MIT does provide one level of indirection by giving each user an alias, mine being C-marlow. If you turn around and finger C-marlow at mit.edu, MIT responds with all of my contact information. I am in no way a privacy pundit, I just don’t appreciate getting unsolicited email. At this stage in the game, it seems to me that finger must die. Schools that still want to provide a directory service should do it through a web email interface, obscuring the addresses of students and employees. Otherwise they threaten to render their email addresses useless by serving them up wholesale to spammers.

MIT power outage

At about 1pm this afternoon, the entire MIT campus suffered a complete power outage, the first time such an event has occured in my 5-year tenure here. I was in the lab at when the power cut, and I was lucky enough to catch the sound of some 50 computers just outside my office spinning down simultaneously. The power was off for about three hours, at which point we began picking up the pieces of our poor, beaten network.
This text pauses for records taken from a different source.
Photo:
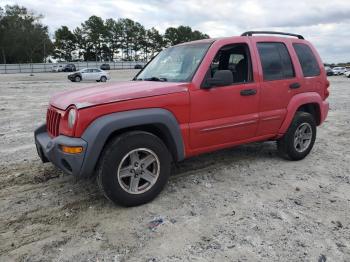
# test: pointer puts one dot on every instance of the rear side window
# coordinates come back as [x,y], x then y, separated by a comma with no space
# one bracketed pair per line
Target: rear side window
[307,60]
[275,60]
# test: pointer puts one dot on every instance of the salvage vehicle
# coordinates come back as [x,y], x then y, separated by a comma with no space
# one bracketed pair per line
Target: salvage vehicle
[191,99]
[69,68]
[57,68]
[89,74]
[338,70]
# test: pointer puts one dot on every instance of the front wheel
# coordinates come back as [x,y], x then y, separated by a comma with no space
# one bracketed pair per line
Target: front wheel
[300,137]
[77,79]
[133,168]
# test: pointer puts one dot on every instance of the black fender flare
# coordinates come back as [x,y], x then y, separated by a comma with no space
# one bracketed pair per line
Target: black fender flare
[100,129]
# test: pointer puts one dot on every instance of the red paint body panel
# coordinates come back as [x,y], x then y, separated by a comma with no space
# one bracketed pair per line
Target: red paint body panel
[112,93]
[209,119]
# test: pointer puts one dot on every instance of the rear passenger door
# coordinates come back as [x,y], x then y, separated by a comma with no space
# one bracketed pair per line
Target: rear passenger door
[278,85]
[312,79]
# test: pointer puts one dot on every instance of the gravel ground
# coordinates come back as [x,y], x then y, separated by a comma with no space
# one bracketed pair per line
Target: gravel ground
[240,204]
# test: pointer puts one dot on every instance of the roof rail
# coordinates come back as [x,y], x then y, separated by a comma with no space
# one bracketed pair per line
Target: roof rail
[250,33]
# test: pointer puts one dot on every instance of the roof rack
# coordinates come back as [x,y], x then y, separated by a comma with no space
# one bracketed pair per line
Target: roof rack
[250,33]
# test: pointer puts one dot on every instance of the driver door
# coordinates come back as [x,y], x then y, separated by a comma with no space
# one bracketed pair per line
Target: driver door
[223,115]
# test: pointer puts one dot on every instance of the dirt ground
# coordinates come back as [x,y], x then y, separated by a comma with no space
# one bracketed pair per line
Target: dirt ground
[240,204]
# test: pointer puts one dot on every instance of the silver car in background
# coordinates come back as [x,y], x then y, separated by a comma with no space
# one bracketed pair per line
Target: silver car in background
[89,74]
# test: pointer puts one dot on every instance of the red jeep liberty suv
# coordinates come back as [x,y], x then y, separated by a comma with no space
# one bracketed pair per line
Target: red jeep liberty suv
[192,98]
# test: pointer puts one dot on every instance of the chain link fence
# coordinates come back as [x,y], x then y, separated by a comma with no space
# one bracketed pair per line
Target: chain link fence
[48,67]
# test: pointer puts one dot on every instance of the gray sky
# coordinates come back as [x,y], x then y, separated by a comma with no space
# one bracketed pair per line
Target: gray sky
[325,23]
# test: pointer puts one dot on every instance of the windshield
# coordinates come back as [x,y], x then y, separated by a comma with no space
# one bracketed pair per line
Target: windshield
[175,64]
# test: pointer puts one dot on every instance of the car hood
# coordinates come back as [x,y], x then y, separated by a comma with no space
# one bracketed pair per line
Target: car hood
[103,94]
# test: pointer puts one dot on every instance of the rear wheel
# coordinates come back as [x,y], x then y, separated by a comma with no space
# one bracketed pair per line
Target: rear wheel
[133,168]
[300,137]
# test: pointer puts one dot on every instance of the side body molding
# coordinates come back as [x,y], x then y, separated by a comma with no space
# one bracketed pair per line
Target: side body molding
[297,101]
[100,129]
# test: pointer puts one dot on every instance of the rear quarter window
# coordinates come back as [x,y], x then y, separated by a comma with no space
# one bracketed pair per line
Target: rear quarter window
[307,60]
[275,60]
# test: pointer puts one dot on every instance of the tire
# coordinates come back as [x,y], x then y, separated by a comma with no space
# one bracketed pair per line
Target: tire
[297,143]
[117,171]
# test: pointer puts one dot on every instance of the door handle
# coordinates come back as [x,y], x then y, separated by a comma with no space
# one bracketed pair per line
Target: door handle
[294,85]
[248,92]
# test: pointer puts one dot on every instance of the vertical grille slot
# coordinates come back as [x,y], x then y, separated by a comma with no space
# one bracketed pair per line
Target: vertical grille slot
[53,122]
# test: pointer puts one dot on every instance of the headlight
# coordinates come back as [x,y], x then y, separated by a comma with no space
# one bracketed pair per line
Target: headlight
[72,116]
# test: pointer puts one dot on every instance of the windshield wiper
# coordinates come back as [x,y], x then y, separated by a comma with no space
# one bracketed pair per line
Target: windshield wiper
[154,78]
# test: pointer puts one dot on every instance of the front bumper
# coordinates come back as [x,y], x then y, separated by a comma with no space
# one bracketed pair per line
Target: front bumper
[49,151]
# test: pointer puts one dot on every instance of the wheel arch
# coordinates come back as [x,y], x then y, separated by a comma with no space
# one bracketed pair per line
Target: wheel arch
[159,122]
[310,102]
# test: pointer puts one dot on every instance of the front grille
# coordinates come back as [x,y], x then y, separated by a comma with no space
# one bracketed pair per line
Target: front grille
[53,122]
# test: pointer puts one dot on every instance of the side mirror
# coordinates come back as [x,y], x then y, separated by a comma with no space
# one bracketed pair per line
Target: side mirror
[221,78]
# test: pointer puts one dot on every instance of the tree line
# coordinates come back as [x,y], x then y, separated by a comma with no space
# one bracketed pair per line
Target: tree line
[23,38]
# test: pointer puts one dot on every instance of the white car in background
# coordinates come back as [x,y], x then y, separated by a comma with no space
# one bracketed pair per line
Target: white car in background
[57,68]
[338,70]
[89,74]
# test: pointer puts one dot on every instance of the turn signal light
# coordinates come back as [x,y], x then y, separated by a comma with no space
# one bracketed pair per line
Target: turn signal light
[72,149]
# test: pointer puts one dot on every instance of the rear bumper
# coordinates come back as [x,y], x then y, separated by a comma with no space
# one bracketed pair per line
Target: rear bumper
[49,151]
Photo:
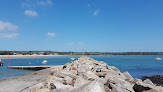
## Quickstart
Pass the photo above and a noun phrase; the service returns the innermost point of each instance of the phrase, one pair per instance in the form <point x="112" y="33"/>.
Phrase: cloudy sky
<point x="73" y="25"/>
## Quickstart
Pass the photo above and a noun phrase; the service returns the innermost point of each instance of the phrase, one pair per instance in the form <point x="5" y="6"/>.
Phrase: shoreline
<point x="27" y="56"/>
<point x="42" y="56"/>
<point x="20" y="83"/>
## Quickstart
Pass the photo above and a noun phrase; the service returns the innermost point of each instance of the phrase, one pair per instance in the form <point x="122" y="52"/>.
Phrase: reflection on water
<point x="137" y="66"/>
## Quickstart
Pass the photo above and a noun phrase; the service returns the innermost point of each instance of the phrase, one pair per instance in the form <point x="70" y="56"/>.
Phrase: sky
<point x="74" y="25"/>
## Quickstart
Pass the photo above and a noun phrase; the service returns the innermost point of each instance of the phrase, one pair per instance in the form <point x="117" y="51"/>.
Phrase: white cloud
<point x="8" y="26"/>
<point x="9" y="35"/>
<point x="31" y="13"/>
<point x="81" y="43"/>
<point x="96" y="12"/>
<point x="76" y="44"/>
<point x="50" y="34"/>
<point x="45" y="2"/>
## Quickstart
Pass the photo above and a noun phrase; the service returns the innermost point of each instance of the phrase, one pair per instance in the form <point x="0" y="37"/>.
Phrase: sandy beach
<point x="26" y="56"/>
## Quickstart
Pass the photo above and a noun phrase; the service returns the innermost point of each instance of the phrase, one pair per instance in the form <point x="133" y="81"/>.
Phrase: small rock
<point x="148" y="82"/>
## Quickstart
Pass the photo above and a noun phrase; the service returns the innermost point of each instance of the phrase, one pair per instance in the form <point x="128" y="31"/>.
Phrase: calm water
<point x="137" y="66"/>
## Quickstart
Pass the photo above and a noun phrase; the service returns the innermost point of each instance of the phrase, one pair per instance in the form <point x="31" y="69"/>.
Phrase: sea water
<point x="137" y="66"/>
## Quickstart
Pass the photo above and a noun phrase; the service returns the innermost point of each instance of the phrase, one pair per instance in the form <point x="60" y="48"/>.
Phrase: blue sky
<point x="73" y="25"/>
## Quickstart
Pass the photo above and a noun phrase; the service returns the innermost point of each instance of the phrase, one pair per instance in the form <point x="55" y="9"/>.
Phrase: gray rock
<point x="67" y="80"/>
<point x="93" y="86"/>
<point x="127" y="75"/>
<point x="89" y="75"/>
<point x="148" y="81"/>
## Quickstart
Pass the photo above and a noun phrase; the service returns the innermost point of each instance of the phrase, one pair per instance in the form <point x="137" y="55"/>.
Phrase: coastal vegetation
<point x="75" y="53"/>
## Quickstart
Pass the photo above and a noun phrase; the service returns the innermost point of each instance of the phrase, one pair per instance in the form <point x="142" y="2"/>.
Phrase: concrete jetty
<point x="30" y="67"/>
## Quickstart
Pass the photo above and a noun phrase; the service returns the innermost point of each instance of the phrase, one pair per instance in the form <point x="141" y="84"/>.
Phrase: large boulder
<point x="127" y="75"/>
<point x="93" y="86"/>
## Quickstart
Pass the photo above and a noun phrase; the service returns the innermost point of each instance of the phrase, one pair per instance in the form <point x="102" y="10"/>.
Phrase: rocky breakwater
<point x="88" y="75"/>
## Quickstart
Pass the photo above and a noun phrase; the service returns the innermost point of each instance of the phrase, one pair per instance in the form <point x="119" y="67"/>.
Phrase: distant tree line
<point x="76" y="53"/>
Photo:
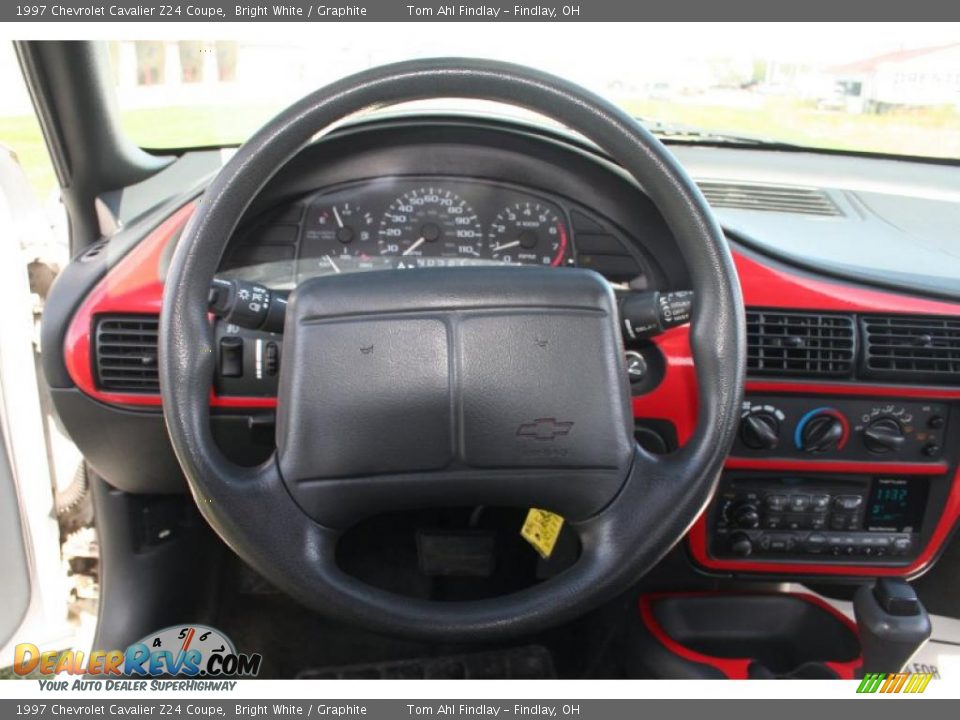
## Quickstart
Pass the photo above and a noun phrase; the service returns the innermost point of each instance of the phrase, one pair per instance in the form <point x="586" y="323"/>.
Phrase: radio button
<point x="773" y="522"/>
<point x="816" y="544"/>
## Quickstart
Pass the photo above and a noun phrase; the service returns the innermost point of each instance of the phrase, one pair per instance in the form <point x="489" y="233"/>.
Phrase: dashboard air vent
<point x="798" y="344"/>
<point x="912" y="349"/>
<point x="769" y="198"/>
<point x="125" y="353"/>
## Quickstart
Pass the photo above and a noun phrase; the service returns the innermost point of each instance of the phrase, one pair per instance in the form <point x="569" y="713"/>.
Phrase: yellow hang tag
<point x="541" y="529"/>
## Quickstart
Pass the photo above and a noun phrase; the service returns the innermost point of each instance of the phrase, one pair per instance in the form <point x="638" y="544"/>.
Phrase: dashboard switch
<point x="760" y="431"/>
<point x="231" y="357"/>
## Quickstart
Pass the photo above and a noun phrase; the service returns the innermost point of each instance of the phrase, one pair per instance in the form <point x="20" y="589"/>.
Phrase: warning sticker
<point x="541" y="529"/>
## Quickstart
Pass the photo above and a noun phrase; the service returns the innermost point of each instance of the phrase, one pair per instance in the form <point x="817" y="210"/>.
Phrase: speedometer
<point x="528" y="233"/>
<point x="430" y="222"/>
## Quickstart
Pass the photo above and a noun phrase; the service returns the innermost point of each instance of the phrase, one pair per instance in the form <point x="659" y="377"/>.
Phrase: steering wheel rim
<point x="253" y="509"/>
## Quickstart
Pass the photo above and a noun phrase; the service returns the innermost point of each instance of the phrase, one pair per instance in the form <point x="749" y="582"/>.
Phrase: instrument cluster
<point x="434" y="220"/>
<point x="416" y="222"/>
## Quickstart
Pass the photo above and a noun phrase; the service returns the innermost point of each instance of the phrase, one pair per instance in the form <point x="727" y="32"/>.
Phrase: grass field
<point x="929" y="132"/>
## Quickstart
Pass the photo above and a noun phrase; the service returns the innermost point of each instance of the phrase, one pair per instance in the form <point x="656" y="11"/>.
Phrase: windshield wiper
<point x="691" y="133"/>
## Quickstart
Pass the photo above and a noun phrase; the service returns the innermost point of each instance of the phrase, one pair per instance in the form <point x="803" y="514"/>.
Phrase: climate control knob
<point x="883" y="435"/>
<point x="741" y="544"/>
<point x="821" y="432"/>
<point x="760" y="431"/>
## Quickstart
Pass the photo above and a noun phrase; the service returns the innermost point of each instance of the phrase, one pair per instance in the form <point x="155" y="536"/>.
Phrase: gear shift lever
<point x="893" y="624"/>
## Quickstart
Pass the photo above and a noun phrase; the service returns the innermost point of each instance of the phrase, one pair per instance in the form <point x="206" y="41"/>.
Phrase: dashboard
<point x="398" y="223"/>
<point x="847" y="460"/>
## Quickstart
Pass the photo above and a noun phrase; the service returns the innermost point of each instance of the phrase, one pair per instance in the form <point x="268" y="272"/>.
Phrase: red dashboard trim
<point x="133" y="285"/>
<point x="736" y="668"/>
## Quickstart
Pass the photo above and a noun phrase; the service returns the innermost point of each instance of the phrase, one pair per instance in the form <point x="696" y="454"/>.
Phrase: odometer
<point x="430" y="222"/>
<point x="529" y="233"/>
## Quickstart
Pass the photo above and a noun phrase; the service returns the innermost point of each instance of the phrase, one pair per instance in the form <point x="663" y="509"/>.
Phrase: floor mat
<point x="532" y="662"/>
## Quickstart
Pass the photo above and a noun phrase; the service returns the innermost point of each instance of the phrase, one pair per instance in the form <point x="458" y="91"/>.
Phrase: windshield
<point x="883" y="88"/>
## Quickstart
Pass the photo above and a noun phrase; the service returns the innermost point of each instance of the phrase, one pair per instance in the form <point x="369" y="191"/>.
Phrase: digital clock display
<point x="896" y="504"/>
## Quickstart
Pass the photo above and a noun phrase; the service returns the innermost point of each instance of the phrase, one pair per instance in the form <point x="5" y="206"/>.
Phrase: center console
<point x="867" y="518"/>
<point x="832" y="484"/>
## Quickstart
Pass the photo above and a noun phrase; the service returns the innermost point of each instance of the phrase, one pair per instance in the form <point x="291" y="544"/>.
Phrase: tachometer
<point x="430" y="222"/>
<point x="528" y="233"/>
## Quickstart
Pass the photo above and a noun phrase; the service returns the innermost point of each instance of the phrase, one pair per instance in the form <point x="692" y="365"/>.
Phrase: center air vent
<point x="799" y="344"/>
<point x="125" y="352"/>
<point x="912" y="349"/>
<point x="769" y="198"/>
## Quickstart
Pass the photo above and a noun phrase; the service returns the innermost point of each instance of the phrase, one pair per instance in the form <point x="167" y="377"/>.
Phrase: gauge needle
<point x="413" y="247"/>
<point x="498" y="248"/>
<point x="332" y="263"/>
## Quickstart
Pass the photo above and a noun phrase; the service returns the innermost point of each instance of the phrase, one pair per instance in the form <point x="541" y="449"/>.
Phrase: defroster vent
<point x="912" y="349"/>
<point x="794" y="344"/>
<point x="125" y="353"/>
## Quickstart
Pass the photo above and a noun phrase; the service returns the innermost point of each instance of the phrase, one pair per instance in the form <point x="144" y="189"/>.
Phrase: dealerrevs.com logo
<point x="180" y="651"/>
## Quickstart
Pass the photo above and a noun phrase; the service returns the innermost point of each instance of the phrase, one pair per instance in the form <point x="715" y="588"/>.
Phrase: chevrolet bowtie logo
<point x="545" y="429"/>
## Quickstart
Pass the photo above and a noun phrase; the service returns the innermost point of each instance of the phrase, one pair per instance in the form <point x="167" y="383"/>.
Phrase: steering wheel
<point x="453" y="387"/>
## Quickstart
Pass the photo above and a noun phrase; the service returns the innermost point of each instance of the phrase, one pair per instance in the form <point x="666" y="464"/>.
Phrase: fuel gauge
<point x="337" y="231"/>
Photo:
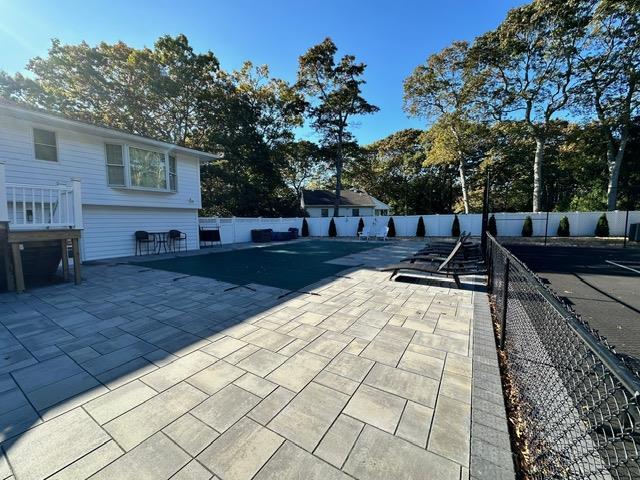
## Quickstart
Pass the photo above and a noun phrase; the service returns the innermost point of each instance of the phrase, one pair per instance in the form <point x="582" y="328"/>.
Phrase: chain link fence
<point x="577" y="412"/>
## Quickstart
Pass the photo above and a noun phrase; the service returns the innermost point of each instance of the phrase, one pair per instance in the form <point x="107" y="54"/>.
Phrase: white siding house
<point x="127" y="182"/>
<point x="353" y="203"/>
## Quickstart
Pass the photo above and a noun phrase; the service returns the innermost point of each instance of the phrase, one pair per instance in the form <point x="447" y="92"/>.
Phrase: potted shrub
<point x="602" y="227"/>
<point x="563" y="227"/>
<point x="420" y="230"/>
<point x="455" y="227"/>
<point x="392" y="228"/>
<point x="492" y="228"/>
<point x="332" y="229"/>
<point x="527" y="227"/>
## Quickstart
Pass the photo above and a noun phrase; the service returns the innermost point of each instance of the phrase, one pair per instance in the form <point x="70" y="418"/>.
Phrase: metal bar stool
<point x="176" y="237"/>
<point x="143" y="238"/>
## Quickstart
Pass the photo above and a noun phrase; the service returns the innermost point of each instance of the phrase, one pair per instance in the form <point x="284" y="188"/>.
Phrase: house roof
<point x="25" y="112"/>
<point x="352" y="198"/>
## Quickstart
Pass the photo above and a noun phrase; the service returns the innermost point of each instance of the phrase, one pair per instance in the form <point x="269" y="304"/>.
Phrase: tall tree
<point x="609" y="65"/>
<point x="530" y="60"/>
<point x="334" y="94"/>
<point x="278" y="107"/>
<point x="443" y="91"/>
<point x="300" y="162"/>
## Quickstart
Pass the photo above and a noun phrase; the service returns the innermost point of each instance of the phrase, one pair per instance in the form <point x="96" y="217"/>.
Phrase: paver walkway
<point x="146" y="374"/>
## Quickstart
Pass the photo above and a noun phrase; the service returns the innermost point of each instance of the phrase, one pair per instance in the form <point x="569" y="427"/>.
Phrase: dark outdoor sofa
<point x="268" y="235"/>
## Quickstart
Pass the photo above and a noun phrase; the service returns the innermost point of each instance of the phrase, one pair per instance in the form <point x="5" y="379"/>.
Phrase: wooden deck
<point x="14" y="242"/>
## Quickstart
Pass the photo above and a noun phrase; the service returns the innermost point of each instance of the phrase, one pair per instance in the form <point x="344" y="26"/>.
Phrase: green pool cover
<point x="289" y="265"/>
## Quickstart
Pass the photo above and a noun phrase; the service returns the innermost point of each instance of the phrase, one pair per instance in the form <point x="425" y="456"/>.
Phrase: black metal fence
<point x="577" y="403"/>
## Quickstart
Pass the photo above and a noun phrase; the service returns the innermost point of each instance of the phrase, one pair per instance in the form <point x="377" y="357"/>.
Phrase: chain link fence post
<point x="505" y="301"/>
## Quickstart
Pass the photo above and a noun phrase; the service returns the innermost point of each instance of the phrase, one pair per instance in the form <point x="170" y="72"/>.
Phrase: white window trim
<point x="127" y="167"/>
<point x="33" y="143"/>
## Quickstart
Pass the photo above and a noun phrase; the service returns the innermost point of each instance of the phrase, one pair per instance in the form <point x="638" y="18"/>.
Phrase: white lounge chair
<point x="365" y="234"/>
<point x="382" y="233"/>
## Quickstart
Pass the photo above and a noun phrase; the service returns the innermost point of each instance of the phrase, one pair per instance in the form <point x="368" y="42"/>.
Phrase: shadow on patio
<point x="142" y="373"/>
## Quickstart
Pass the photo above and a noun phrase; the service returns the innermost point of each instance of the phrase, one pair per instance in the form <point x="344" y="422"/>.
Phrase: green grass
<point x="289" y="265"/>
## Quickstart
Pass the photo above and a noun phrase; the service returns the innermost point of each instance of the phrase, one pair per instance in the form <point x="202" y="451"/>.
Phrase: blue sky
<point x="391" y="37"/>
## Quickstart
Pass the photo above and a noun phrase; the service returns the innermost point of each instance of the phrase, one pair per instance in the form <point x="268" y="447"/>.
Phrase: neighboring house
<point x="353" y="203"/>
<point x="127" y="182"/>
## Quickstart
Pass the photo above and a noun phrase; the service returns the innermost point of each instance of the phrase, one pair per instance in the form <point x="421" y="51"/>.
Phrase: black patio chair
<point x="176" y="237"/>
<point x="143" y="238"/>
<point x="209" y="237"/>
MIT maintains their own power cogeneration plant which supplies the campus and a good part of Cambridge through an exchange with NStar Electric. Talking with friends in the area it appears that much of the city went offline for some time, but was restored long before MIT powered up. This outage doesn’t seem to appear on the New England power consumption stats, but I assume that is because MIT maintains its own grid. Thankfully, MIT maintains its own statistics on the cogenration site, which I’ve cached below:

mit power consumption, 5-3-04
MIT Power Consumption, 5.3.04

There hasn’t been any news yet as to the cause, but I would expect it to at least make the local news (it seems like a pretty major event, considering that it took a full 3 hours to restore power to the campus). It wasn’t anywhere near the magnitude of the recent blackout in New York, but it did have a similar socializing effect, as people crawled out from under their desks and scurried outside into the jarring sunlight. Frankly I’d be happier if they threw the switch on a regular basis, just to test people’s ability to communicate face-to-face, a sort of fire drill for social interaction.

May 4: The MIT newspaper has covered the story, citing that an outage of this magnitude has happened only once in recent history.

The Globe reports that many Verizon customers lost voicemail when their data center in Cambridge went offline yesterday.